はじめに
営業は個人戦だと思われることがあります。
もちろん、一人ひとりが数字を持ち、自分で成果を出すことは大切です。
しかし、営業を10年以上続け、主任や課長を経験する中で感じたのは、
**本当に強い営業組織は「個人が強い」のではなく、「チームが強い」**ということでした。
実際、成果を出し続けるチームには共通する特徴があります。
今回は、私自身が現場で感じた「成果を出す営業チームに共通する5つの特徴」をご紹介します。
①情報共有が活発
成果を出すチームは、成功事例だけでなく失敗事例も共有しています。
例えば、
- 商談でうまくいった提案
- お客様からいただいた質問
- 失注した理由
- 業界の最新情報
こうした情報が自然と共有される環境では、個人の経験がチーム全体の財産になります。
逆に、情報を抱え込むチームは同じ失敗を繰り返しやすくなります。
②お互いに相談しやすい雰囲気がある
成果を出しているチームほど、
「困ったら相談していい」
という空気があります。
営業は一人で抱え込むほど視野が狭くなります。
私自身も、難しい案件ほど上司や同僚に相談することで、新しい視点を得られたことが何度もありました。
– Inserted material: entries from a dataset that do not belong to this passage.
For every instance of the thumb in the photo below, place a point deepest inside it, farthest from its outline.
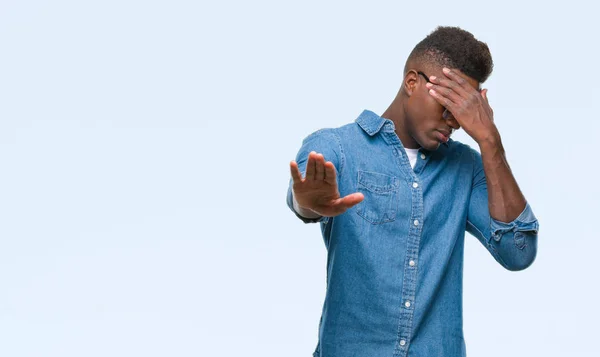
(484, 94)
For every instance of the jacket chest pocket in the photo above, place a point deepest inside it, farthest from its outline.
(381, 197)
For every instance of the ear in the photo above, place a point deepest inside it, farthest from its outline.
(411, 79)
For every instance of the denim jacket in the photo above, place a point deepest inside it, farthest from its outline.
(395, 260)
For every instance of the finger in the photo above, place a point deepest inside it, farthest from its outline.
(450, 84)
(457, 76)
(484, 94)
(446, 93)
(310, 166)
(349, 200)
(330, 173)
(295, 171)
(447, 103)
(320, 168)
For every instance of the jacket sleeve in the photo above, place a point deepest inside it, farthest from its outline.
(326, 142)
(512, 244)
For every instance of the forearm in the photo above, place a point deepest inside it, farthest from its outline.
(505, 199)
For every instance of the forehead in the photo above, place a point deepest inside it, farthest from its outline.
(438, 72)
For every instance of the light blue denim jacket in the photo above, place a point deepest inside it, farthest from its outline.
(395, 260)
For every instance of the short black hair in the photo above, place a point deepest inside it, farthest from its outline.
(455, 48)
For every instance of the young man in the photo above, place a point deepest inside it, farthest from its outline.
(394, 196)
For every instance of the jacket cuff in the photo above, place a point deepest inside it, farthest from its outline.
(526, 222)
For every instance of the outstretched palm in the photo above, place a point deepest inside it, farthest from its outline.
(318, 190)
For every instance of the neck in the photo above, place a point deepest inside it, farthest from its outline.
(395, 112)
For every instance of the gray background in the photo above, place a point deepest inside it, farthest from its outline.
(144, 152)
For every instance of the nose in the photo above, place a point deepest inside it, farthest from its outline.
(450, 120)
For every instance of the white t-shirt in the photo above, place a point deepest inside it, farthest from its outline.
(412, 156)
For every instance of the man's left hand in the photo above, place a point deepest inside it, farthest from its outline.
(469, 106)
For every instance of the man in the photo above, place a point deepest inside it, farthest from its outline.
(394, 196)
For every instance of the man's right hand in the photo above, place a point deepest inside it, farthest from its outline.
(318, 191)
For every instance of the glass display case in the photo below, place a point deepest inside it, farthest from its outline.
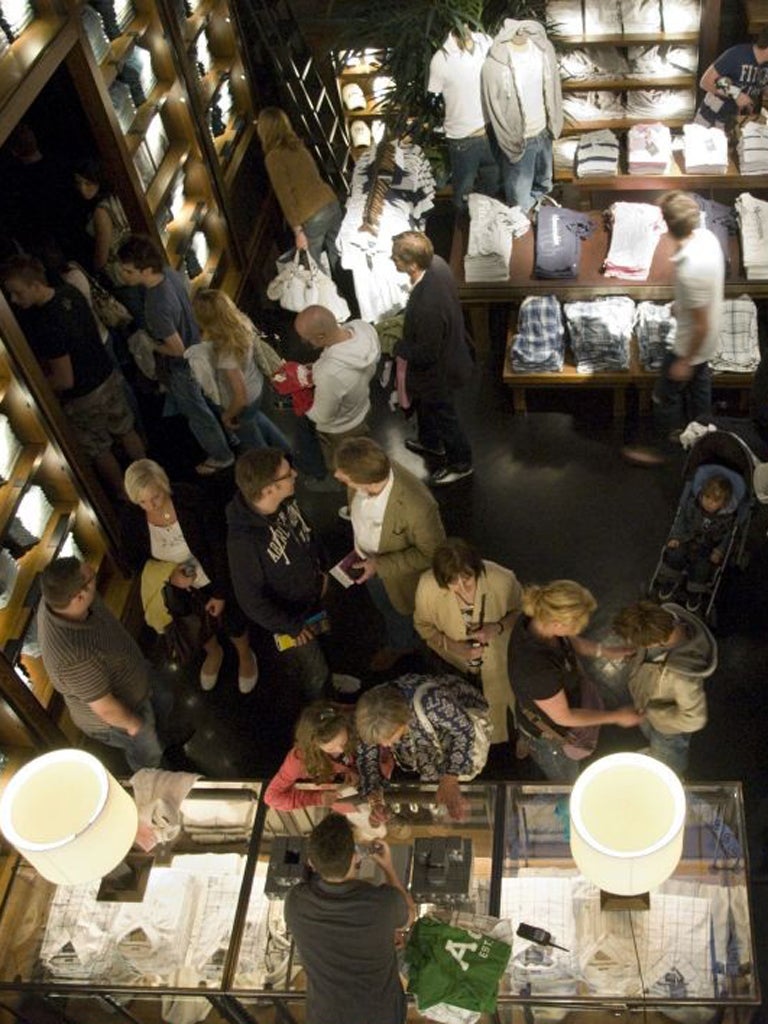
(209, 940)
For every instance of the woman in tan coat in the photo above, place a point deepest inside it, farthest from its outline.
(309, 204)
(465, 607)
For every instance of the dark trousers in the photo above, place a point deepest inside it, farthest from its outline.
(439, 427)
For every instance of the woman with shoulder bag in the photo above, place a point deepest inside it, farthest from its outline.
(559, 711)
(179, 542)
(241, 365)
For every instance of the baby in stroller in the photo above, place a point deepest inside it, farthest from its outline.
(700, 535)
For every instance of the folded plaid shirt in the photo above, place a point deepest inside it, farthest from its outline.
(654, 330)
(539, 345)
(738, 350)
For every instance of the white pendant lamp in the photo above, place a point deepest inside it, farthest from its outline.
(627, 822)
(69, 817)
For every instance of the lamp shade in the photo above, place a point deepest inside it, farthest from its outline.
(627, 820)
(69, 817)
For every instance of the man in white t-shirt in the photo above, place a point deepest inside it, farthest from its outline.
(455, 75)
(683, 391)
(341, 375)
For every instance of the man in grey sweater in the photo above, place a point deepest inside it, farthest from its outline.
(95, 664)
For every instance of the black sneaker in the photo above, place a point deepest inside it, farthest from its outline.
(450, 474)
(418, 449)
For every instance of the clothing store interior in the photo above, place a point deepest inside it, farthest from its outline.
(325, 389)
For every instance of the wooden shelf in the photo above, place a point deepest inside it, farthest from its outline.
(628, 84)
(14, 617)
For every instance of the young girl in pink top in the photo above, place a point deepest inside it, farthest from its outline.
(324, 754)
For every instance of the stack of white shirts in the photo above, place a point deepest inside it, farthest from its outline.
(597, 61)
(648, 148)
(593, 105)
(565, 16)
(753, 147)
(637, 227)
(705, 150)
(492, 228)
(600, 331)
(597, 155)
(738, 349)
(753, 225)
(667, 60)
(660, 102)
(681, 15)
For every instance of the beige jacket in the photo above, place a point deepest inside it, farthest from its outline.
(411, 532)
(437, 615)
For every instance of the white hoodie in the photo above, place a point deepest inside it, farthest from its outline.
(341, 377)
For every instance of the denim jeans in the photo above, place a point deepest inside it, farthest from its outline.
(257, 430)
(439, 427)
(190, 402)
(530, 177)
(399, 629)
(141, 751)
(677, 402)
(548, 756)
(321, 230)
(671, 750)
(472, 159)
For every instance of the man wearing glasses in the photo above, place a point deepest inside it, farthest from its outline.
(278, 563)
(96, 665)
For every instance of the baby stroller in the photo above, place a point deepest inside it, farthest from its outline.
(723, 454)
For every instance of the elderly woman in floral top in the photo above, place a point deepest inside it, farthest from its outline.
(424, 725)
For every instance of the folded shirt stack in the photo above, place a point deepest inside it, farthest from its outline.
(666, 60)
(596, 104)
(660, 102)
(565, 16)
(705, 150)
(648, 148)
(597, 61)
(539, 345)
(738, 350)
(753, 147)
(753, 225)
(558, 242)
(597, 155)
(600, 331)
(492, 228)
(654, 331)
(721, 220)
(635, 232)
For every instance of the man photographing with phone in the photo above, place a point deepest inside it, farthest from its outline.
(344, 930)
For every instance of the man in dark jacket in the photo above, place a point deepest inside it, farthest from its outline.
(276, 562)
(439, 360)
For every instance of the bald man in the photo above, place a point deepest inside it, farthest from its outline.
(349, 354)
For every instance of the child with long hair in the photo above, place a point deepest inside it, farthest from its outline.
(239, 375)
(324, 754)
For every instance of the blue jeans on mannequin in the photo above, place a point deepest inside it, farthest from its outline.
(472, 161)
(530, 176)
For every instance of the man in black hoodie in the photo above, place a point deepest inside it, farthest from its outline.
(276, 561)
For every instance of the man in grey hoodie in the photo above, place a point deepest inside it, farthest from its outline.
(341, 376)
(522, 99)
(676, 652)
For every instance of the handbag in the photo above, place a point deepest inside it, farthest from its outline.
(480, 718)
(296, 286)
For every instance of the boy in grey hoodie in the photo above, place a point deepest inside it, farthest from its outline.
(341, 375)
(676, 652)
(522, 99)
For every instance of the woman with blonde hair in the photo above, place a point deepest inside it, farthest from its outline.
(559, 711)
(323, 754)
(308, 203)
(179, 541)
(241, 360)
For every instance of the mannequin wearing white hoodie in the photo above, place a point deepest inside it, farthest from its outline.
(522, 100)
(341, 375)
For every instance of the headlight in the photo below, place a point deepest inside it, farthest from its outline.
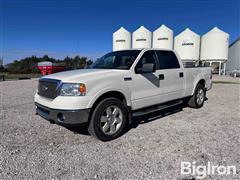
(73, 89)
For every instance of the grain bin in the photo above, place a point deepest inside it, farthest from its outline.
(187, 45)
(163, 38)
(214, 45)
(142, 38)
(121, 39)
(214, 49)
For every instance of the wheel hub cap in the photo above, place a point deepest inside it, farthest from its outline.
(111, 120)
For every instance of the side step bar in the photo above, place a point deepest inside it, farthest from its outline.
(156, 108)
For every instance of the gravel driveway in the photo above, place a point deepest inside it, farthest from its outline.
(32, 148)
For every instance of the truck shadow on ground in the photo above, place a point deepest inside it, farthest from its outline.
(137, 120)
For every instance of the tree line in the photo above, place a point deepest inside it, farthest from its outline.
(28, 65)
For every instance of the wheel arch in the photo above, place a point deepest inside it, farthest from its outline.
(201, 81)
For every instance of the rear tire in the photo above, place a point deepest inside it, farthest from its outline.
(198, 98)
(108, 119)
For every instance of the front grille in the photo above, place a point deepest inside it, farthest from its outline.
(48, 88)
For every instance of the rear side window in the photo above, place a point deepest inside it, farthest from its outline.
(167, 60)
(148, 57)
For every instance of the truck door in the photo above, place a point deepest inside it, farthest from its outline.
(173, 77)
(146, 88)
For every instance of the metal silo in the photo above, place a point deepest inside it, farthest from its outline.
(163, 38)
(142, 38)
(121, 39)
(214, 49)
(187, 45)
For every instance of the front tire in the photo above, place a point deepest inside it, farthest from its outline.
(108, 119)
(198, 98)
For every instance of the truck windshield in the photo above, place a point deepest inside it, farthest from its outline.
(116, 60)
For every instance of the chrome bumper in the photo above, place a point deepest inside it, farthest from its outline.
(64, 117)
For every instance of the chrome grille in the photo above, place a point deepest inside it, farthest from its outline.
(48, 88)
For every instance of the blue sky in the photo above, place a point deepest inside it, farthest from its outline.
(70, 27)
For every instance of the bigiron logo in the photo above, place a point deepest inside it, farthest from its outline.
(140, 39)
(120, 40)
(162, 39)
(187, 44)
(201, 171)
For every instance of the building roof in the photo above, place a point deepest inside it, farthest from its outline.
(234, 42)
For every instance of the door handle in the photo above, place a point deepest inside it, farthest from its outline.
(161, 76)
(181, 74)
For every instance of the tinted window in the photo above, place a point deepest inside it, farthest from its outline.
(116, 60)
(147, 57)
(167, 60)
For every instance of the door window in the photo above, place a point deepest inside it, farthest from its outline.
(148, 57)
(167, 60)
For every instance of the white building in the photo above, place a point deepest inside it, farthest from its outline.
(121, 39)
(187, 45)
(163, 38)
(142, 38)
(214, 49)
(233, 56)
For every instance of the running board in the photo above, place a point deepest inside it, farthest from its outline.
(156, 108)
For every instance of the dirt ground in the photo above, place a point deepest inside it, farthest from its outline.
(153, 148)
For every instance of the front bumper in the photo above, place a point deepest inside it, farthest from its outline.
(64, 117)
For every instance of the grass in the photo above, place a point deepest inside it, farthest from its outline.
(17, 76)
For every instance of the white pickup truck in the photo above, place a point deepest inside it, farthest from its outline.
(119, 85)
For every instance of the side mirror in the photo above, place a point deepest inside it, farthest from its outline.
(147, 68)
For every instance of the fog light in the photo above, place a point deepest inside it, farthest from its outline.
(61, 117)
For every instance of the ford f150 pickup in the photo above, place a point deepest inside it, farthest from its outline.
(118, 86)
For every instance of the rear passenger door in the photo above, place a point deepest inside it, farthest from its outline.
(173, 77)
(146, 88)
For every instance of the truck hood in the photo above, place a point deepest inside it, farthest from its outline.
(83, 75)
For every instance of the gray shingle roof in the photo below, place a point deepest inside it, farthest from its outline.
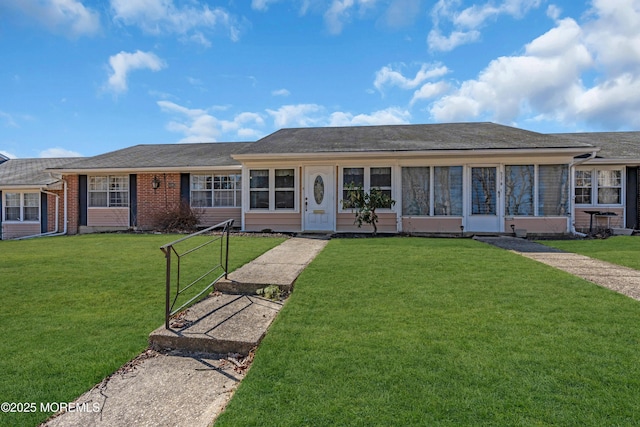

相談することは弱さではなく、より良い提案をするための行動だと思っています。
③目標だけでなく目的を共有している
数字だけを追うチームは、一時的には成果が出るかもしれません。
しかし、長く成果を出すチームは、
「なぜこの目標を目指すのか」
という目的まで共有しています。
例えば、
- お客様にどんな価値を届けたいのか
- チームとして何を大切にするのか
目的が共有されると、一人ひとりの行動にも一貫性が生まれます。
④成功をチーム全体で喜ぶ
成果を出すチームでは、
誰か一人が契約を取った時も、
チーム全体で喜びます。
営業は競争のある仕事ですが、
健全な競争と協力は両立できます。
「自分だけが勝てばいい」
ではなく、
「チーム全体で成果を出そう」
という考え方が、良い雰囲気をつくります。
⑤振り返る文化がある
成果が出た時も、
思うような結果にならなかった時も、
振り返る時間を持つチームは強くなります。
「なぜ成功したのか」
「次は何を改善するのか」
を話し合うことで、経験が知識へと変わります。
私自身、営業担当の頃から振り返りを大切にしてきましたが、管理職になってからはチームで振り返ることの重要性をより強く感じるようになりました。
チーム作りで一番大切だと感じたこと
管理職になって学んだのは、
成果は「管理」ではなく「信頼」から生まれるということです。
メンバーが安心して意見を言えたり、
失敗を共有できたりする環境があるからこそ、
挑戦が生まれます。
営業は数字で評価される仕事ですが、
数字の裏側には必ず人がいます。
その人を大切にすることが、結果としてチーム全体の成果につながるのだと思います。
まとめ
成果を出す営業チームには、共通点があります。
- 情報共有を惜しまない
- 相談しやすい雰囲気がある
- 目的を共有している
- 成功をチームで喜ぶ
- 振り返る文化がある
どれも特別なことではありません。
しかし、この当たり前を積み重ねられるチームは決して多くありません。
私も管理職として完璧だったわけではありません。
それでも、チームで成果を出す難しさと楽しさを経験できたことは、営業人生の中でも大きな財産です。
もしこれからリーダーや管理職を目指す方がいるなら、数字だけではなく「チームの空気」をつくることも意識してみてください。
その積み重ねが、長く成果を出し続ける組織につながるはずです。